Uma relação muito interessante que fazem os Waiãpi (etnia do tronco macro-tupi que viviam onde hoje são os Estados do Pará e Amapá), é associá-lo a outra bebida da imortalidade, o mel, colhido já em um estado de fermentação e também regurgitado pelas abelhas. Já para eles as cauinagens ocorrem para marcar e celebrar momentos mais pacíficos, como o término de uma caça, plantio ou colheita. Seus rituais são regidos aos sons de flautas chamadas Turês, que têm a função de manter a distância necessária entre o céu e a terra, de definir a diferença entre os espíritos dos mortos e aqueles que estão se projetando para fora de seus corpos sob o efeito do Cauim.
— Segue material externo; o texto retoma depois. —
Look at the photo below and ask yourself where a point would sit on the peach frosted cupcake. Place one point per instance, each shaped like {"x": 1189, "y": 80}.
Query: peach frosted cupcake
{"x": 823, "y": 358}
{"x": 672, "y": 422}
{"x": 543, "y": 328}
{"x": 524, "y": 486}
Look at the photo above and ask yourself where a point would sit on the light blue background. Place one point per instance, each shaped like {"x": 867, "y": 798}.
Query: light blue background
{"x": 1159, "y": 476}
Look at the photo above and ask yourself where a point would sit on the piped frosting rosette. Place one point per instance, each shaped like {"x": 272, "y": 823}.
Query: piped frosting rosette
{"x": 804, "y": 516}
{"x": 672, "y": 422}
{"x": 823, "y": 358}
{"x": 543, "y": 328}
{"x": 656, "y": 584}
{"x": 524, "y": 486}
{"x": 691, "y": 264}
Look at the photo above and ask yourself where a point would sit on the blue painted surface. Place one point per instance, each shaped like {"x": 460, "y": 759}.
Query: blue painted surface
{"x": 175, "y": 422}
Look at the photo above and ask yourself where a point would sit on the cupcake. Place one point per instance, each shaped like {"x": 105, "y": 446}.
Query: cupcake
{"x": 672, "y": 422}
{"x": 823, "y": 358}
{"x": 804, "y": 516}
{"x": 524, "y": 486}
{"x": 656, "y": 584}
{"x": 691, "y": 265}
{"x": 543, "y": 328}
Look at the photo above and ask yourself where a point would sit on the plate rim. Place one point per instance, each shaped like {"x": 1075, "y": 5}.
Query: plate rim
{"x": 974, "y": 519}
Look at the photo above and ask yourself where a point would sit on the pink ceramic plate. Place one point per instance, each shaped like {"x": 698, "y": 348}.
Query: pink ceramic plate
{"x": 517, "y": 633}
Com relação à origem da bebida Claude Lévi-Strauss relata brevemente um mito Tikuna (tribo que habitava terras próximas ao rio Solimões), associando o cauim à bebida da imortalidade:
Uma festa de puberdade estava chegando ao fim, mas o tio da jovem virgem estava tão bêbedo que não podia mais conduzir as cerimônias. Um deus imortal apareceu sobre a forma de um tapir. Levou a jovem e casou-se com ela.Muito tempo depois, ela voltou à aldeia com seu bebê e pediu aos parentes que preparassem uma cerveja especialmente forte para a depilação de seu irmão mais novo. Ela assistiu a cerimônia em companhia do marido. Ele havia trazido um pouco de bebida dos Imortais e deu um gole a cada participante.Quando todos ficaram ébrios, partiram com o jovem casal para se instalarem na aldeia dos deuses.
A bebida que sempre é servida pelas mulheres em cumbucas cheias, nunca é recusada, é habito um participante se ausentar para vomitar e poder retornar para beber mais. O preparo muitas vezes é adicionado de frutas, como o caju, e a base de milho ou mandioca também pode ser substituída por plantas e fungos da floresta, é conhecido também como Caxiri, Casili e Caxixi. Essas bebidas não são consideradas alimento e um detalhe interessante é que os Índios nunca bebem enquanto comem, acham esse costume ocidental bem estranho.
Os peruanos possuem bebidas fermentadas de milho muito similares, caso das Chichas, em Cuzco tive a oportunidade de provar uma autentica Frutillada em uma Chomba, restaurante típico e popular peruano, lá a bebida feita no próprio estabelecimento era acrescentada de morangos, parecia uma vitamina de leite batido, muito espessa, rústica, refrescante e riquíssima, ao beber sentia pinicar a língua por causa da fermentação, disseram que na parte da noite o grau alcoólico vai se elevando, devido a fermentação natural que vai ocorrendo durante todo o dia, acho que bebi só umas quatro, não me lembro muito bem. Neste restaurante a bebida era servida em grandes copos em formato que lembrava o Kero, item de cerimônias Incas, no país encontra se muitas versões de Chichas, as mais freqüentes feitas com o Choclo morado, tudo parte do grande Legado Quechua.